However, the most cursory understanding of the message of the Gospels makes clear that everything Hitler and his thugs stood for, the horrors and destruction they unleashed on Europe, most particularly the holocaust and everything associated with it, was absolutely antithetical to Christ’s message.
That seems like a no true Scotsman fallacy to me. Germans were overwhelmingly Christian, though some prominent Nazis were pagan theists, like Himmler of course. The Holocaust wasn't just down to Hitler or the Nazis either, the Catholic church, a few individual objections aside, signed a concordat with Nazism, and stood by, or even colluded in the persecution. Of course European Christianity has a long history of antisemitism, spanning centuries of persecutions and pogroms. The idea most Germans didn't know what was happening has never really stood up to scrutiny.
I accept that church leaders - Catholic and Protestant - were often cowardly, and at times guilty of active collusion with the Nazis. I also accept that at the time the Nazis came to power, most Germans were nominally Christian.
Well there you go, though the vast majority of Germans were Christians in 1939, there was a census I believe.
Humanity is to blame for the Nazis, not Christianity.
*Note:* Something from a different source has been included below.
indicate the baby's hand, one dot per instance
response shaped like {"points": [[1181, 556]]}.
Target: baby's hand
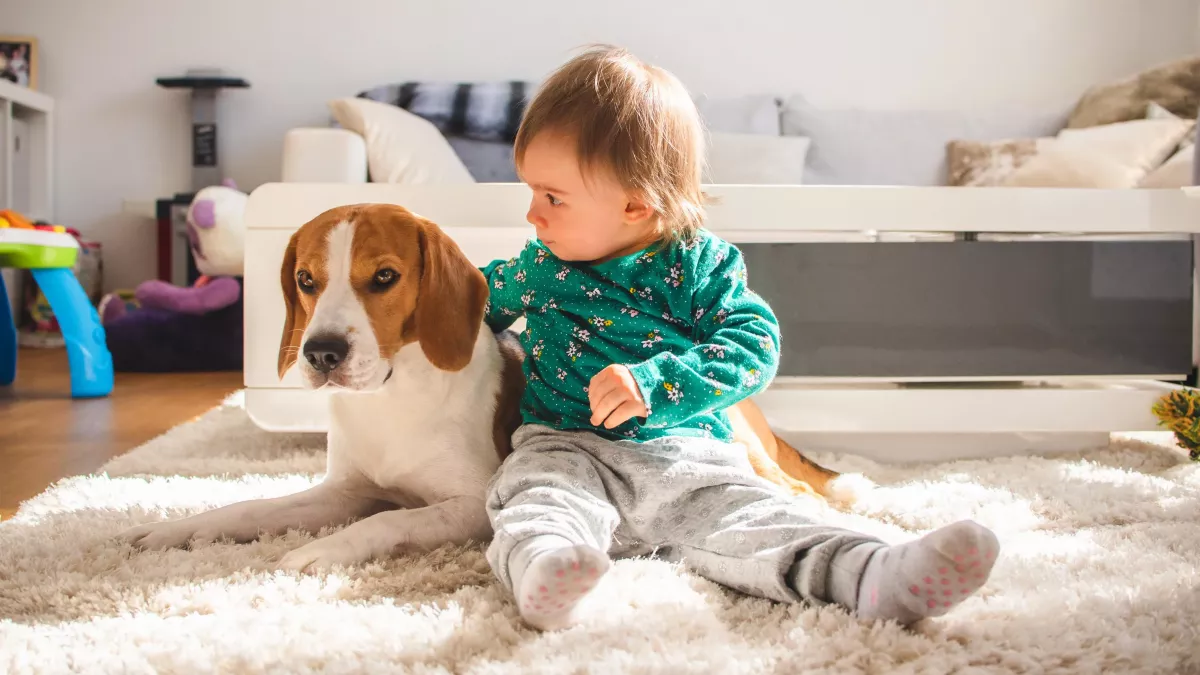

Humanity is to blame for the Christian religions as well, and of course European Christians have a long history of persecuting Jews, long before Nazism and the Holocaust.
The one thing every active Nazi, every collaborator, and every passive observer, has in common is that they were human beings.
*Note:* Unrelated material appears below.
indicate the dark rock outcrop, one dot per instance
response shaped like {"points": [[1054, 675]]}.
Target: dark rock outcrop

Well that doesn't really tell us anything at all? A 1939 census demonstrated that over 94% of Germans identified as Christians. Oddly enough 100% of Christians are human?
Nazi atrocities showed the world the depths of horror we are all capable of descending to, when we collectively surrender to the darkness in our hearts.
What is showed is that once we abandon our critical reasoning, and submit to dogma, people tend to protest less and less and obey more and more.
“
Anyone who can make you believe absurdities can make you commit atrocities.”
Voltaire..
This is the same darkness Christians believe Christ came to bring a candle into. The message of peace, love, and service to one’s fellows which the Jewish teacher Jesus of Nazareth taught is unequivocal;
I'm sorry but that is absurd, if it were true then why has Christianity such a long history of blood and violence from the crusades to the Holocaust? I sense another no treu Scotsman fallacy is imminent.
it’s there in the Gospels, and for many centuries it’s been translated into most languages including German.
As are a deity depicted as a violent sadistic psychopath, endorsing, encouraging and committing almost relentless acts of barbarism and mass murder. Despite these platitudes, you may claim you believe this to be the message of Christianity, but it's demonstrably clear many Christians do not share your views and have not shared them in the past.
For what it’s worth, I also think it’s an error to see Nazism as a German phenomenon. In the 19th Century Germany was a beacon of post enlightenment culture and civilisation. Berlin, Vienna and other cities were hubs of progressive thought in philosophy, science and the arts. If, following economic collapse, fascism could take hold in Mittel Europe less than a century after her cultural heyday, it can take hold anywhere. Which is a lesson for the citizens of democracies everywhere.
On that we can agree, the fledgling Weimar Republic had done well, to build a democratic country from the disastrous first world war, but their post war economy had been built on borrowing, largely from the USA, so when the Wall Street crash came, and the great depression and the US called in those loans, the German economy collapsed. The democracy was not robust enough to survive, and Hitler was waiting, as like all despots he was an opportunist, who knew how to prey on people's fear and ignorance.